Мы доедали вайнэпфели, полено потрескивало в очаге, сквозь трещину вился дымок. Бабушка задумчиво оглядела кусочек яблока перед тем, как съесть его.
— Болит горло? — деланно спокойно спросила она.
— У меня был вопрос, — рассердился я. — Не выкручивайтесь.
— Но у меня не всегда есть ответ, — весело сказала бабушка. — Ты унёс мои бланки…
— У вас есть Книга жалоб, — сердито сказал я.

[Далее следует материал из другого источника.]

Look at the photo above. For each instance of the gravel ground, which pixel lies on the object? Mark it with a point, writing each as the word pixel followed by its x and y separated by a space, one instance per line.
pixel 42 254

— Дуться — привычка плохая, очень, — ответила бабушка и с аппетитом приступила к очередному яблоку.
— Чего вдруг?
— Настанет разлитие желчи и очи жёлтые абсолютно, — сахарным голосом произнесла бабушка и отпила крошечный глоток кофе.
— Красиво, — заметил я и перевернул на блюдце свою чашку. Бабушка глянула на меня искоса.
— Что красивого в жёлтых очах? — искренне удивилась она. — Может хочешь, жебы спросили кто ты — сова или тигрус?
— Сказано красиво, в рифму, — ответил я и покачался на стуле. — Разлитие желчи… и жёлтые очи, очи, как ночи…
— То у твоей мамы, — мечтательно сказала бабушка. — Очи, как ночи. Мне всегда такие нравились.
— Так всё-таки насчёт жабы? — уточнил я. — Вы все называете меня тритоном, имеется в виду земноводное?
— Когда у тебя просто болит горло, проведи по нему пальцем, — сказала бабушка и отвела взгляд.
— Каким? — осведомился я, бабушка криво усмехнулась.
— Всказуёнцым! — ответила она.
— Указательный — ядовитый, — опроверг домыслы я.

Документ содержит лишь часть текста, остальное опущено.